His critics, including community leaders and Democratic politicians, say the bank, began the practice of pushing homeowners out of their homes en masse late in the game, when many Wall Street firms had already been reprimanded for similar practices. OneWest spawned from the failure of mortgage lender IndyMac in July 2008 and was active in states ranging from California to Ohio.
Like Trump, Mnuchin got an early leg up in business from his father, who was a Goldman executive himself and scored his son a job there. Mnuchin worked at the investment bank for 17 years, leaving the firm at the age of 39, with a reported $46 million stake.
Mnuchin then applied his Goldman resume to what amounted to the post-subprime mortgage vulture finance industry. Bankers who were sufficiently flush to make it through the crisis were able to purchase highly discounted mortgages in bulk, often with government subsidies and guarantees.
In order to make money from these distressed properties, sometimes banks had to work overtime to foreclose on homeowners and they pushed the edges of legality in the process, sometimes actively crossing the line. No major Wall Street bankers were charged or convicted with any crimes following the historic crisis, a huge source of popular discontent that helped propel Trump, who ran for office on an anti-Wall Street fat-cat platform.
Mnuchin's nomination faced stiff opposition from some Democrats, including the influential Elizabeth Warren, a member of the Senate Banking Committee. "OneWest was notorious for its belligerence and for its cruelty," Warren said at the time, contending that OneWest, which was sold to CIT Group in 2015, gained a reputation as a "foreclosure machine."
Given this background, Mnuchin's professed outrage at the term "foreclosure king" is distinctly Trumpian: deny loudly until critics fall silent. What he was really trying to do was mince words, and Democratic lawmakers grilling him in testimony weren't having it.

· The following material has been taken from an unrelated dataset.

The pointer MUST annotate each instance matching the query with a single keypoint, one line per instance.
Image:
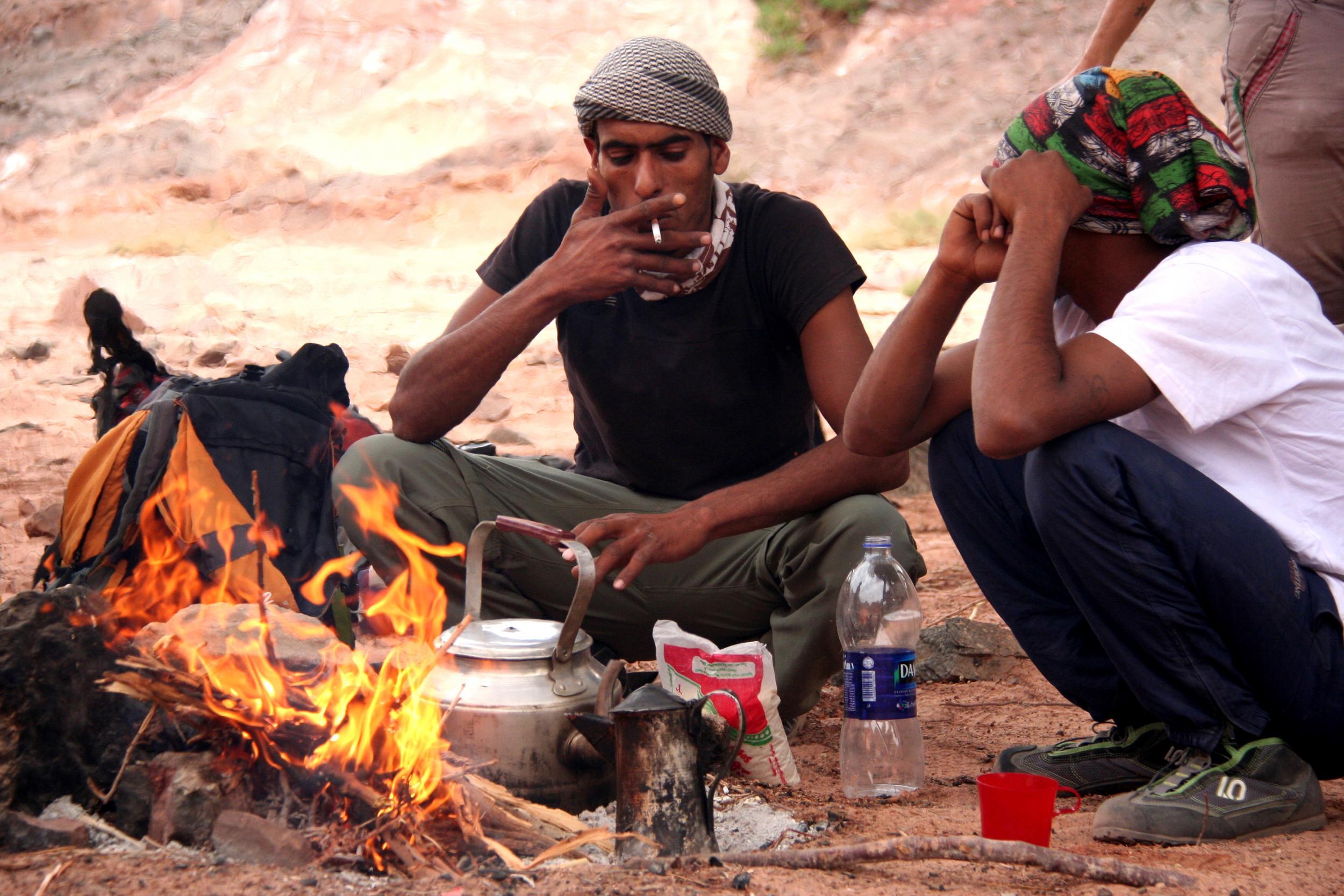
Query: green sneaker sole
(1123, 836)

In particular, Mnuchin took issue with the notion that his firm had engaged in robo-signing, the fraudulent expediting of foreclosure documents without proper review, even though his bank settled with regulators for doing just that.

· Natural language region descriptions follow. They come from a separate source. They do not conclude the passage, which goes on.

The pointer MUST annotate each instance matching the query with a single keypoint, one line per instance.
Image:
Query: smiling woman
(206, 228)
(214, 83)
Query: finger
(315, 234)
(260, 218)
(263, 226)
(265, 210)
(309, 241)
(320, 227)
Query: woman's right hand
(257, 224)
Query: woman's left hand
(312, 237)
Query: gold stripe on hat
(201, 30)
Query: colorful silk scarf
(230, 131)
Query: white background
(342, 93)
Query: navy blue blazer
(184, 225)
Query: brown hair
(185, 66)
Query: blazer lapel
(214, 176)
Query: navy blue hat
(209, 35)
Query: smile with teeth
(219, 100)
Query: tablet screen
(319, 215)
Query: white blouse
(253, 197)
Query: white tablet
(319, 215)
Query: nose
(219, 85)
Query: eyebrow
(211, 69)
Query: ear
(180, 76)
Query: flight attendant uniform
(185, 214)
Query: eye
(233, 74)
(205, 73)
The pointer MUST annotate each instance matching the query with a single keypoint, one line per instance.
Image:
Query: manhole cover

Democrat Keith Ellison asked him about robo-signing and Mnuchin replied, condescendingly: "I don't think you even know what the definition of robo-signing is."
Ellison didn't miss a beat: "You don't know what I know."
Mnuchin's other argument was that he hadn't made "one mortgage during or prior to the mortgage crisis." That might technically be true given the timing of his departure from Goldman and arrival at One West - but it doesn't come close to absolving him from the sort of predatory practices that took place under his watch.
Mnuchin and other Goldman bankers essentially bought up and profited from assets bought at a steep discount following a financial crisis in which their bank was a key player. Under their watch, the bank foreclosed on 36,000 home loans, according to the California Reinvestment Coalition. This happened while OneWest was getting taxpayer bailouts in the form of payments from the Federal Deposit Insurance Corporation to the tune of $1 billion.
OneWest's Financial Freedom unit, which issued reverse mortgages aimed primarily at elderly homeowners looking for a source of income, foreclosed on over 16,000 of those loans since 2009, according to other data obtained by the California Reinvestment Coalition.
Mnuchin worked at Goldman for 17 years, becoming a partner in 1994 and overseeing the firm's mortgage trading desk before climbing to chief information officer. He knew exactly what he was doing at OneWest. And that was foreclosing on vulnerable Americans, en masse. Almost like a king.